Gardner syndrome is a specific type of familial adenomatous polyposis (FAP), a genetic condition that causes growths (polyps) in the large intestine (colon) and rectum that become cancerous over time. Like all forms of FAP, Gardner syndrome also causes polyps to form in these areas. However, in addition to the polyps that form in the colon and rectum, individuals with Gardner syndrome are also at risk of developing both cancerous and noncancerous (benign) tumors in other areas of the body. These tumors tend to develop as fluid filled sacs (cysts) in the skin (called sebaceous and epidermoid cysts) or in bone (called osteomas). Other symptoms of Gardner syndrome may include too many teeth and a benign abnormality of the back of the eye (retina), called retinal pigment epithelial hypertrophy.

Gardner syndrome is caused by a change (mutation) in a gene affecting cell growth, called APC. This gene, when mutated, causes abnormal cell growth and division, which can lead to the creation of polyps and tumors. Gardner syndrome is inherited in a dominant manner, meaning a mutation in only one of the two APC gene copies a person has causes the condition. Each child of a person with Gardner syndrome has a 50% of also having Gardner syndrome.

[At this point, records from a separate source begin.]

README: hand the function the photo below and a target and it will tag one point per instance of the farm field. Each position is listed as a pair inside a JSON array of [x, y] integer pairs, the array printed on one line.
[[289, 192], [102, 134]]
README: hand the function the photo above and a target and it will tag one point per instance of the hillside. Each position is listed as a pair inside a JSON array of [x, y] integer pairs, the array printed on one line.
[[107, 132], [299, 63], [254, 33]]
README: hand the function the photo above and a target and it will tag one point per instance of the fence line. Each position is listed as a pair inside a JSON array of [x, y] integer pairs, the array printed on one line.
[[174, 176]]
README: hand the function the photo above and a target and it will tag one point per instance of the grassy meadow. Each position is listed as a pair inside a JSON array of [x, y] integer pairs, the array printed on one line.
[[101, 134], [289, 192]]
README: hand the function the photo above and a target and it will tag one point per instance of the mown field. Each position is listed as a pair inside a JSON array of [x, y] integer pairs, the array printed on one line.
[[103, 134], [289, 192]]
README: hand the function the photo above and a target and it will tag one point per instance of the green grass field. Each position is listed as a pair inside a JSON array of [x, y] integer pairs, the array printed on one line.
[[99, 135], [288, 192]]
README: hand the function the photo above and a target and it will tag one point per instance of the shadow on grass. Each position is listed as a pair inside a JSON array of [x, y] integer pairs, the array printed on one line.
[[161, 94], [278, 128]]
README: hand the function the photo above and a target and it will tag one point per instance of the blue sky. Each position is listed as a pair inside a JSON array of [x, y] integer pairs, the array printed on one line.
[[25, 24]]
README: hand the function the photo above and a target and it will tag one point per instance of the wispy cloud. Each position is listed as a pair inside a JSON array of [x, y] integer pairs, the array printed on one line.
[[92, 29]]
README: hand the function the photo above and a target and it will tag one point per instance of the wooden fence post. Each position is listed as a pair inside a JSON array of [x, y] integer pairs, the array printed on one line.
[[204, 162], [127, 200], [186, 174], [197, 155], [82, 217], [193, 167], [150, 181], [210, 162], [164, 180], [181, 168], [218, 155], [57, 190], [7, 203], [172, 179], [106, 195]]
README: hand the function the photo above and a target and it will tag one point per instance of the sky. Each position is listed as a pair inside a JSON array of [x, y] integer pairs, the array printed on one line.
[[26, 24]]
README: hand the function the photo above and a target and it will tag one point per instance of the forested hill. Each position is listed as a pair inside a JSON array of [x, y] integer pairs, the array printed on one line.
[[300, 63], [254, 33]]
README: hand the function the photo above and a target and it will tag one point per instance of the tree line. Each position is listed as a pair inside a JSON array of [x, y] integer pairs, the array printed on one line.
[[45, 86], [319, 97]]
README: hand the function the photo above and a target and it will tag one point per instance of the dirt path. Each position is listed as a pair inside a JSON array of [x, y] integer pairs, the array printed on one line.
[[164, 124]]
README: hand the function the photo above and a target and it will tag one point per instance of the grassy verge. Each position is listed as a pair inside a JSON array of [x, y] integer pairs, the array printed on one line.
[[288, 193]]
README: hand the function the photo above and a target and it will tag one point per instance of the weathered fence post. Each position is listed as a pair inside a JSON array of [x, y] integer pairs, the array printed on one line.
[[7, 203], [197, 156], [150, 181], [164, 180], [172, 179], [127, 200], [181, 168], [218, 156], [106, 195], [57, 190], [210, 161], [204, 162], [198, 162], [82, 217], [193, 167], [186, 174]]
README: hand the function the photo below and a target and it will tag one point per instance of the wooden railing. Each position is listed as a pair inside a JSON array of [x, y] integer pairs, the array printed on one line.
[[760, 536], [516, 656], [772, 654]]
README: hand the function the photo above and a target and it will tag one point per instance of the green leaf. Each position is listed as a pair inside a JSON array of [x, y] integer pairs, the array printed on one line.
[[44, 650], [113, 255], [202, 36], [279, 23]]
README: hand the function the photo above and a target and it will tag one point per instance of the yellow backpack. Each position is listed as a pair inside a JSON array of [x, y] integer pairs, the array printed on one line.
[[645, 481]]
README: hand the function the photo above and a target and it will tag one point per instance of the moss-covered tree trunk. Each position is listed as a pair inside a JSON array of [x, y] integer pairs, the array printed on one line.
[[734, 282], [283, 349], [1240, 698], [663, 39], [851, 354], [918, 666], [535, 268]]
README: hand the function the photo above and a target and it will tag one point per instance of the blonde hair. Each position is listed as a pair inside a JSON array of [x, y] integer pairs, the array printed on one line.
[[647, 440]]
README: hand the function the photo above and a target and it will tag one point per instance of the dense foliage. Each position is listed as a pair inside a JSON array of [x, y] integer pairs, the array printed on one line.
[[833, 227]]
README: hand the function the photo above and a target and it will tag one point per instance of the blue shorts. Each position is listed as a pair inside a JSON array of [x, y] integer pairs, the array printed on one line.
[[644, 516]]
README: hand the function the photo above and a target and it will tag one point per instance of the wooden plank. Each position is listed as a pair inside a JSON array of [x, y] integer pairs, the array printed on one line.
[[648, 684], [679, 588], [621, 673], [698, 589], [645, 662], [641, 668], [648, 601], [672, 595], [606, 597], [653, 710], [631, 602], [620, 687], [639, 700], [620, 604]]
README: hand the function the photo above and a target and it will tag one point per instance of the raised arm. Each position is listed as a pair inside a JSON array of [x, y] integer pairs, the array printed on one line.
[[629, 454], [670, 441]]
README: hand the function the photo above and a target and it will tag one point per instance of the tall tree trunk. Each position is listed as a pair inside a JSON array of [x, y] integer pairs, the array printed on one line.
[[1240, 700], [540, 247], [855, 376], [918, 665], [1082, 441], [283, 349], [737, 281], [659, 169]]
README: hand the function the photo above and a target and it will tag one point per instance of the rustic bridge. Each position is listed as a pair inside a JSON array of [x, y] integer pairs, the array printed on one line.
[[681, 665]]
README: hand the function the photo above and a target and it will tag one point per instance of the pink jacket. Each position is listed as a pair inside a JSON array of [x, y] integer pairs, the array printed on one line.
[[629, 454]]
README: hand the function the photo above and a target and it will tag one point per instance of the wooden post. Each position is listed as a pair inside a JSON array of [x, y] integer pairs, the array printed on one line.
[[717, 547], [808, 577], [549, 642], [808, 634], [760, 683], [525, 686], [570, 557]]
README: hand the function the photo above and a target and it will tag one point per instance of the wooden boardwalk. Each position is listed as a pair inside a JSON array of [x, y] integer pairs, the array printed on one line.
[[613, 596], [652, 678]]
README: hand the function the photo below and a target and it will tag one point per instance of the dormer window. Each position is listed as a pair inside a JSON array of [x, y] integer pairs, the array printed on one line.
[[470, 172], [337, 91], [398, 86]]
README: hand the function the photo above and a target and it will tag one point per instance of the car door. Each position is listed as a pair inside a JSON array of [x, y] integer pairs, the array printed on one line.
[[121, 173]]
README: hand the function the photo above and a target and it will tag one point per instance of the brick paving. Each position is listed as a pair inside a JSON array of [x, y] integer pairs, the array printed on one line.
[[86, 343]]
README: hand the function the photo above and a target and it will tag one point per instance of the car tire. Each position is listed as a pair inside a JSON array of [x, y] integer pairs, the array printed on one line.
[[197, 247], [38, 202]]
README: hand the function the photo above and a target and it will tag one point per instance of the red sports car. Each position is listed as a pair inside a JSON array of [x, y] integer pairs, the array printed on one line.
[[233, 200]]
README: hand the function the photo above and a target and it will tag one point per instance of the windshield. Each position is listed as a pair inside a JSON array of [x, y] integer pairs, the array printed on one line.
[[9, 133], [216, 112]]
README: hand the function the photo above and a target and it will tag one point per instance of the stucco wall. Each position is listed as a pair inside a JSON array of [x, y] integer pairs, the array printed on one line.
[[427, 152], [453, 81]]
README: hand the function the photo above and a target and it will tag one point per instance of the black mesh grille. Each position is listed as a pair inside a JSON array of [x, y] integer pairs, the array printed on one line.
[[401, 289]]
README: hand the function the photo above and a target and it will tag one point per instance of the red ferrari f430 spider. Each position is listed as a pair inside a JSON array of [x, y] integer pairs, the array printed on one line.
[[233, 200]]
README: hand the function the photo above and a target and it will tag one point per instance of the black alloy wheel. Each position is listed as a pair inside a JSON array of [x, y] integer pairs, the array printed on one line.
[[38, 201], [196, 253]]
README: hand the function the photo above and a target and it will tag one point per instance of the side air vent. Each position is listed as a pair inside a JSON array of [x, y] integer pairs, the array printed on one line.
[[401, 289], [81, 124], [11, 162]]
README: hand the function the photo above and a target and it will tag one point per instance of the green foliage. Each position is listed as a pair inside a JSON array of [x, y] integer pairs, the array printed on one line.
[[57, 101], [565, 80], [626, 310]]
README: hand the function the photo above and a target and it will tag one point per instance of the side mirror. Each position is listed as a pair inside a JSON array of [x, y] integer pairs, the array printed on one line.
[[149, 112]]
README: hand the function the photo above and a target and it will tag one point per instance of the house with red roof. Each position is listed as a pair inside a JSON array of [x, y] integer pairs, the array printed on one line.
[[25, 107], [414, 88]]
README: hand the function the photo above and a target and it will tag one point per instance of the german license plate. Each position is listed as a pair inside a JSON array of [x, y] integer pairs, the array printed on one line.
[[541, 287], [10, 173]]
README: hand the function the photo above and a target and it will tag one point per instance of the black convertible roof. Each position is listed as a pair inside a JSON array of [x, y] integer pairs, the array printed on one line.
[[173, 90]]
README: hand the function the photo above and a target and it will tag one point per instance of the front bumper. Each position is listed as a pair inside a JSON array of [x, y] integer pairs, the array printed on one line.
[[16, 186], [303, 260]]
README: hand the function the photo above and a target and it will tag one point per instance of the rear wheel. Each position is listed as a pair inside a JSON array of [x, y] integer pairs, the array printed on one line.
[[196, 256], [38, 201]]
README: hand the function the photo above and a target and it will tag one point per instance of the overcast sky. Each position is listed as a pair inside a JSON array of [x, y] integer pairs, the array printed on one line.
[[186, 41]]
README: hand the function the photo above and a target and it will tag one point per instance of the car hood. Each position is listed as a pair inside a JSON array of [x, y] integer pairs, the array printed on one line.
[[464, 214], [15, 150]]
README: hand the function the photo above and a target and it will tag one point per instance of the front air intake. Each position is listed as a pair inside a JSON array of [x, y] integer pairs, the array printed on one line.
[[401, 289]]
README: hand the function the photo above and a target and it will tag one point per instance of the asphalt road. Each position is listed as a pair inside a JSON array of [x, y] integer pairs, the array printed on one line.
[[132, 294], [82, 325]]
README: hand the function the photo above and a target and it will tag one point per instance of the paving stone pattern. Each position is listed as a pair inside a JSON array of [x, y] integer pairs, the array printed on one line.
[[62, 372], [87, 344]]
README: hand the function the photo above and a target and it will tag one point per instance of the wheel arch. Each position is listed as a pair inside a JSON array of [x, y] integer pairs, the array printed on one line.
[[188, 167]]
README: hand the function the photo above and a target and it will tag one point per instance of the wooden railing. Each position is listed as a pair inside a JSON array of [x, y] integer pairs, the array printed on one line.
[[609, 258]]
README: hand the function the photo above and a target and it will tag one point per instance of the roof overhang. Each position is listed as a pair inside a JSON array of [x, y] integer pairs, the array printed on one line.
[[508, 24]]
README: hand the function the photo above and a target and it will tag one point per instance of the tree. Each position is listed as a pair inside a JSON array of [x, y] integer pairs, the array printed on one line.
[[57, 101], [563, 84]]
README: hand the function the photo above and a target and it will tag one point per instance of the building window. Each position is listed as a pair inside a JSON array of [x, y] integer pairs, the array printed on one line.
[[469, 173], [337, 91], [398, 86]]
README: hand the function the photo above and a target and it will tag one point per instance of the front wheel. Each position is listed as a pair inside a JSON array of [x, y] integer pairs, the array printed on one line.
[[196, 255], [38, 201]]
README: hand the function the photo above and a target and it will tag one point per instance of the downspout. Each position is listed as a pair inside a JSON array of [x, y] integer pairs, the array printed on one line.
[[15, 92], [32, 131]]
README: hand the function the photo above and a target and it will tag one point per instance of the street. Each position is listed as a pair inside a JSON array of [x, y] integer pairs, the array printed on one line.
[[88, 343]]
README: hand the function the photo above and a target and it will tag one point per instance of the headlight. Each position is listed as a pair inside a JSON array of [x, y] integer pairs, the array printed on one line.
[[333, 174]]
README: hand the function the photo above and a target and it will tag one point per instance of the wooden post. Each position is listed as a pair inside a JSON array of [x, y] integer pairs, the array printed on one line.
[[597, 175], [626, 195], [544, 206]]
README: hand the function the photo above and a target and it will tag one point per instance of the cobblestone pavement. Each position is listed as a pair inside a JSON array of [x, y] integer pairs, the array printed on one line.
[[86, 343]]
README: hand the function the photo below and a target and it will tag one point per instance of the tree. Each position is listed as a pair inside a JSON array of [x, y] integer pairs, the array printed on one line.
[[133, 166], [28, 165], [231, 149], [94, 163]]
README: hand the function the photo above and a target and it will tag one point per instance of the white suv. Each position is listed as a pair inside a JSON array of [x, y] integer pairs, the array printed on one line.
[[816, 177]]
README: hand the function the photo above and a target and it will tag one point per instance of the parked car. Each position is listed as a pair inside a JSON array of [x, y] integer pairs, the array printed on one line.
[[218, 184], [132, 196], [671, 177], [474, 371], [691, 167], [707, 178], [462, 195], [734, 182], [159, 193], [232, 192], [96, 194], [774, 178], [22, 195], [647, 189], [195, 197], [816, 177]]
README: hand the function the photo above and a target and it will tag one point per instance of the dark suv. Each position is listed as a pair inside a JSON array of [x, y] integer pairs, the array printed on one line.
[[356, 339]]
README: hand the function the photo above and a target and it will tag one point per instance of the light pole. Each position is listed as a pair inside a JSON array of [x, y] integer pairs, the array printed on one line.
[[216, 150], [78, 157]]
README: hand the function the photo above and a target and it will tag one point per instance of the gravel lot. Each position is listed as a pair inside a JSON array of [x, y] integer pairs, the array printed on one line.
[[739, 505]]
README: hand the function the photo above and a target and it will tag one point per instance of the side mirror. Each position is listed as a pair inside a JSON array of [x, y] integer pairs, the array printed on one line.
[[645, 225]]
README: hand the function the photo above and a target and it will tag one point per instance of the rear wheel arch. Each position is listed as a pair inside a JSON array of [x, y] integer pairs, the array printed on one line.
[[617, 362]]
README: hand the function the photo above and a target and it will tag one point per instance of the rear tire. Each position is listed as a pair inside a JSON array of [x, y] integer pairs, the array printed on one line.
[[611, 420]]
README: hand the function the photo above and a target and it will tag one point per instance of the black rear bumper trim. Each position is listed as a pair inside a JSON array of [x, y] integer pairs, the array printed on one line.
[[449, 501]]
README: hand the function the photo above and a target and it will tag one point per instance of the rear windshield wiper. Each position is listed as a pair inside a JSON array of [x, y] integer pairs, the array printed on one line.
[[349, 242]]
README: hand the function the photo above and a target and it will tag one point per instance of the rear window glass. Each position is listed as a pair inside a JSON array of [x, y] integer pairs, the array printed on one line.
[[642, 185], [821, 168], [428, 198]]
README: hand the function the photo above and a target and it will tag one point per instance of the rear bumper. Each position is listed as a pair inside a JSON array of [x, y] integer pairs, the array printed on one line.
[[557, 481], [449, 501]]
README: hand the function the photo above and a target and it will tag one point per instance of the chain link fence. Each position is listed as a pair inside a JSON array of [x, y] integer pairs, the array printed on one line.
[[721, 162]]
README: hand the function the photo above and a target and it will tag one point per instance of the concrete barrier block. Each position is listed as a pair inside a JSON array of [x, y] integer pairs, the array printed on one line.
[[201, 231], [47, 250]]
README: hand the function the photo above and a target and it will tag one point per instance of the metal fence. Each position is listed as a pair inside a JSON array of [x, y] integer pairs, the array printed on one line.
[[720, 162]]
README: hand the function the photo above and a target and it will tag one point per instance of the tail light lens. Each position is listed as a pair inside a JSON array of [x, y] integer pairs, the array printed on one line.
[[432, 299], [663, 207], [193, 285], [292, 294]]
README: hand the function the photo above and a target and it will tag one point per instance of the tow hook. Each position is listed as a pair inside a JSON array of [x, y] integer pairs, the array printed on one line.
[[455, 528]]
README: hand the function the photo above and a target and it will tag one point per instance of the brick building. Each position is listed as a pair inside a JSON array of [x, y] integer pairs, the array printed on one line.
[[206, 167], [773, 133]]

Gardner syndrome is considered in a person with multiple polyps in their colon, along with other tumors or cysts in other parts of their body. The diagnosis is confirmed with genetic testing. Treatments include close monitoring and screening for colon polyps using a camera that is inserted into the colon (colonoscopy), removal of the polyps, and removal of the colon. If you or your child has been diagnosed with Gardner syndrome, talk to a doctor about all treatment options. Support groups are also available to connect with others who are affected by Gardner syndrome.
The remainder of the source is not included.